In climate science especially, certainty is the rarest of commodities. Despite hundreds of years of scientific work, how all of the variables that make weather patterns and ecosystems interact is just too complex for even the most advanced model or computer to predict infallibly.

The scientific method recognizes different levels of knowledge. There are observations, which are plain enough. There are hypotheses, which are provisional, testable explanations of the observations. There are scientific laws, which are hypotheses that have been tested so many times that they appear to be correct.
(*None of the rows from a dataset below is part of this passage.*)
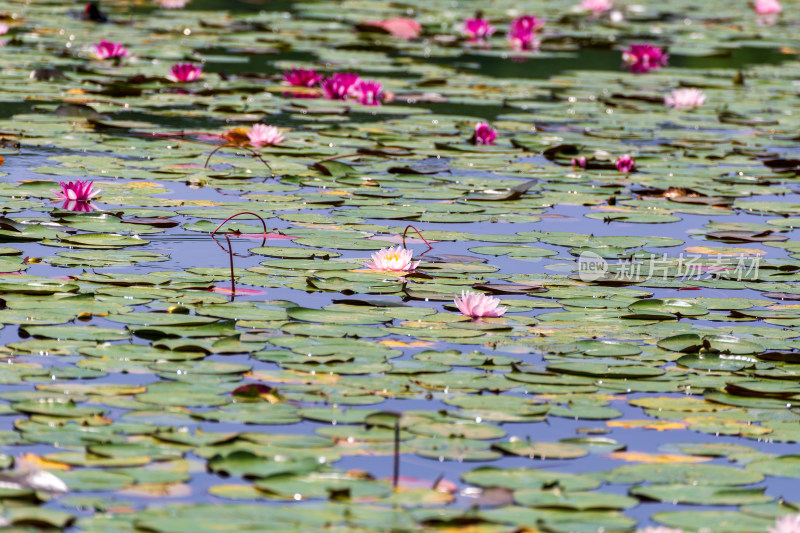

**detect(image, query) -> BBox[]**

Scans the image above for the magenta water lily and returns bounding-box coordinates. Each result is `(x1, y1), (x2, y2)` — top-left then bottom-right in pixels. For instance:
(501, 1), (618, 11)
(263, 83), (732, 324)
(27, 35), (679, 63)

(246, 124), (283, 148)
(92, 39), (128, 59)
(283, 68), (322, 87)
(578, 0), (614, 15)
(453, 291), (508, 318)
(616, 154), (636, 174)
(461, 17), (497, 42)
(622, 44), (669, 74)
(167, 63), (203, 83)
(572, 155), (586, 168)
(322, 72), (360, 100)
(470, 122), (497, 145)
(508, 15), (544, 50)
(355, 80), (383, 105)
(52, 180), (102, 202)
(753, 0), (783, 15)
Then there’s the body of knowledge with the greatest explanatory power, backed by reams of evidence: the “theory”—which is also the discipline’s supreme example of unfortunate word choice. There’s the Big Bang theory, confirmed by satellite observations in the 1990s, which explains the origins of the universe. There’s the Theory of Relativity. There’s [ducks] the Theory of Evolution.

But in public life, the word theory means the opposite of that. It’s the most easily dismissible thing.

It’s in this context that we should consider the IPCC authors’ use of the word “unequivocal.” Scientists aren’t just certain that humans are causing climate change, they’re certain enough to defend their understanding in front of nearly 200 delegates from around the world, some of whom would rather not agree to such a statement.

The nearly 4,000-page report released Monday by the IPCC wasn’t full of surprises. In fact, it was crafted from thousands of scientific studies subjected to peer review over the past eight years. Much of the information it contained could be reasonably taken as immutable fact by a non-scientist. But the rest of us have that luxury because scientists have done the work to build up armors of evidence around their conclusions, then harden them in the fires of robust debate before releasing them out into the world.

The public and policymakers should not be afraid to wield these findings. As Laurence Tubiana, leader of the European Climate Foundation and one of the architects of the Paris Agreement—and, for what it’s worth, not a scientist—concluded: “Scientists did their job, it is time for leaders to do theirs.”